First, let’s look at the benefits of an authentic voice and the costs of not having one.
Shortly after the presidential election, I led a leadership workshop where all the attendees happened to have supported Hillary Clinton (common in Manhattan). I asked them to forget whether they agreed with or believed the candidates, but to identify which they thought spoke more authentically.
All agreed on Donald Trump.
By contrast, when I ask people why Clinton ran for office, no one has yet pointed to her stating a personal interest or desire. That absence translates to inauthenticity.
An authentic voice isn’t everything you need for people to follow and support you, but it’s important. In some cases, it can be enough. I believe that Americans are so starved for authentic communication from politicians that many made it a top voting criteria. The same follows for all leadership—in business, politics, nonprofits, sports, military, and so on.
Authenticity is sharing your relevant motivations and vulnerabilities. It’s close to openness and far from protecting yourself or being closed. It’s based in self-awareness and confidence. I think of it as an emotional skill. As with any skill, it comes with practice and atrophies without it.
Inauthenticity is hiding your relevant motivations and vulnerabilities. It may come from protecting yourself intentionally, such as through deception, or unconsciously, such as through a lack of self-awareness or poor communication skills.
People know you are doing things for reasons. If you share those reasons, people know where you’re coming from. They know what you will do, so they don’t worry about you acting unpredictably under stress. They may disagree with you, but at least they know what to expect, which limits their worrying.
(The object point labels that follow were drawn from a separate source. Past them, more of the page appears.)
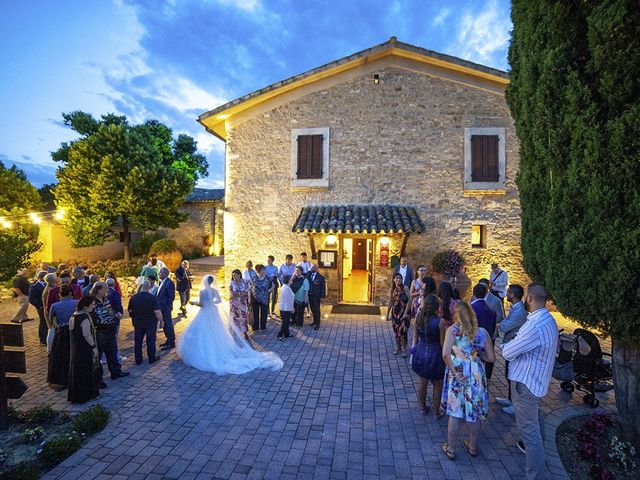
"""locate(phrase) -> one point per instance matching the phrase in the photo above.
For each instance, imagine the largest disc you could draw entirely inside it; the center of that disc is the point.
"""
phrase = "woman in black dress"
(83, 382)
(60, 314)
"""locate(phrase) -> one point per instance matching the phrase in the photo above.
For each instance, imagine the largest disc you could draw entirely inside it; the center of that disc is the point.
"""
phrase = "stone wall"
(399, 142)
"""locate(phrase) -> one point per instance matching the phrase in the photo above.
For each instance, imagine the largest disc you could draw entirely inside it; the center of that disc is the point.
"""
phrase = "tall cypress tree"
(575, 98)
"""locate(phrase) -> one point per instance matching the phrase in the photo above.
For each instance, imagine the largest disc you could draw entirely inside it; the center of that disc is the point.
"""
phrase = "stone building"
(389, 151)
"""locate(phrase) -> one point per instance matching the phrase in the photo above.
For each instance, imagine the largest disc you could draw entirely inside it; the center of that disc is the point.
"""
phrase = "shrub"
(142, 245)
(165, 245)
(31, 435)
(56, 450)
(30, 470)
(91, 420)
(448, 261)
(38, 415)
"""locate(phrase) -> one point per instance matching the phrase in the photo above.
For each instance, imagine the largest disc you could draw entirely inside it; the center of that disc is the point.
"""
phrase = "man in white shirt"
(304, 263)
(499, 280)
(531, 355)
(405, 270)
(286, 306)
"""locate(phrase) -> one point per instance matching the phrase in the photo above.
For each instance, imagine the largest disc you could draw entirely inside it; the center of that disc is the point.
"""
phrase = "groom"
(166, 295)
(317, 293)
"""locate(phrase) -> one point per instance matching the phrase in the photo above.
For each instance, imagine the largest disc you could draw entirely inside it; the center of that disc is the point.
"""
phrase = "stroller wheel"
(567, 387)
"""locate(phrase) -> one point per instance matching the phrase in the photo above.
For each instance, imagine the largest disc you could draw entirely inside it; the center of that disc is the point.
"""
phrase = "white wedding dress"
(211, 342)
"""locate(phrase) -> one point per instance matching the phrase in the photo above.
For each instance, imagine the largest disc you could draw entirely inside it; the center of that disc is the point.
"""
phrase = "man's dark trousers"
(146, 329)
(314, 304)
(106, 340)
(43, 330)
(260, 312)
(167, 325)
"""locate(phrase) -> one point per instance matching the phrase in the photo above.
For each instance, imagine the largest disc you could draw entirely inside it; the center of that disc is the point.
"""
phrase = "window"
(310, 157)
(484, 159)
(478, 236)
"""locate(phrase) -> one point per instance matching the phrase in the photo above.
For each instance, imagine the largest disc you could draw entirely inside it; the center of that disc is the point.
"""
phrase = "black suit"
(35, 299)
(142, 308)
(317, 291)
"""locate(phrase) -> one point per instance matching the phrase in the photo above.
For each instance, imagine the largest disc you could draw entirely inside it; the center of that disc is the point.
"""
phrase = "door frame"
(370, 263)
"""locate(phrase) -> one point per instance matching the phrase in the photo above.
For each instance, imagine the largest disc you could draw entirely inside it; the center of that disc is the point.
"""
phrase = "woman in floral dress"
(465, 395)
(416, 289)
(239, 296)
(398, 313)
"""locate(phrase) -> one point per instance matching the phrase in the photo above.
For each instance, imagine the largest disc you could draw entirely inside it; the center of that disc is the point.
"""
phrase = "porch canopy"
(358, 219)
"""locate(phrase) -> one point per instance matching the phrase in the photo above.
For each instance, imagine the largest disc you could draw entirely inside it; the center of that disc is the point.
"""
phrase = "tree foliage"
(575, 98)
(17, 198)
(135, 175)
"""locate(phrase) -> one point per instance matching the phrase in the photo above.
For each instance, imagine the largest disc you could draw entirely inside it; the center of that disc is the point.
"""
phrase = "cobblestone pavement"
(342, 407)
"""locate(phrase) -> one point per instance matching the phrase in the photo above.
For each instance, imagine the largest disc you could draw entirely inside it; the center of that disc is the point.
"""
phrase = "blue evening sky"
(172, 60)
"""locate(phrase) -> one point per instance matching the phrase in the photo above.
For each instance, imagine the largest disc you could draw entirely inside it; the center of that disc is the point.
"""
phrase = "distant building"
(393, 150)
(200, 235)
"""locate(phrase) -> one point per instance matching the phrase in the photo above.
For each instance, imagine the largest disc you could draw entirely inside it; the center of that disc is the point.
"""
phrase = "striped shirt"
(532, 353)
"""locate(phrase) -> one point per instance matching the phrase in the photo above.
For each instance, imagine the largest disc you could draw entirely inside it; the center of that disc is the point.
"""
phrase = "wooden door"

If you don’t share those reasons, we can’t help fearing that your motivations are worse than our worst assumptions. If they were better, you would have told us.
So inauthenticity makes us worry about unknowns when we most want predictability. We want leadership most when times are stressful. Do you see how inauthenticity undermines leadership?
Like any skill, this one comes with practice. Everyone I ask who speaks authentically describes a challenging development period when they had to overcome emotions such as anxiety. Like a child learning to walk or ride a bike, you’ll fall and get hurt. You’ll also learn a skill that will benefit you for life.
Two exercises produce results that change people’s lives and relationships:
The first exercise helps you communicate authentically with yourself. On my blog, I call it “The most effective self-awareness exercise I know.” You can find more details and examples there.
The exercise is to carry a pen and paper for a week and, three or four times a day, to write your inner monologue—that is, write word for word the voice in your head, a few lines each time. The challenge is to write candidly without judging yourself. Everyone finds themselves learning more about themselves than they expected and their inner authenticity increasing.
The second exercise comes after you’ve practiced the first and reflected on it. It sounds more challenging, but everyone who does it diligently loves the results: It leads them to speak more authentically and, even more, leads others to speak back authentically.
This exercise is to speak that inner voice, also several times a day for a week. Simple to describe but hard to do until you get the hang of it. Then it feels natural.
I call this exercise “Your Authentic Voice.” Many people start by speaking alone to a wall, then to a mirror, and eventually working up to speaking their inner monologue to others. The benefits to your self-awareness, relationships, and leadership are difficult to overstate. You and those you lead will thank you for it.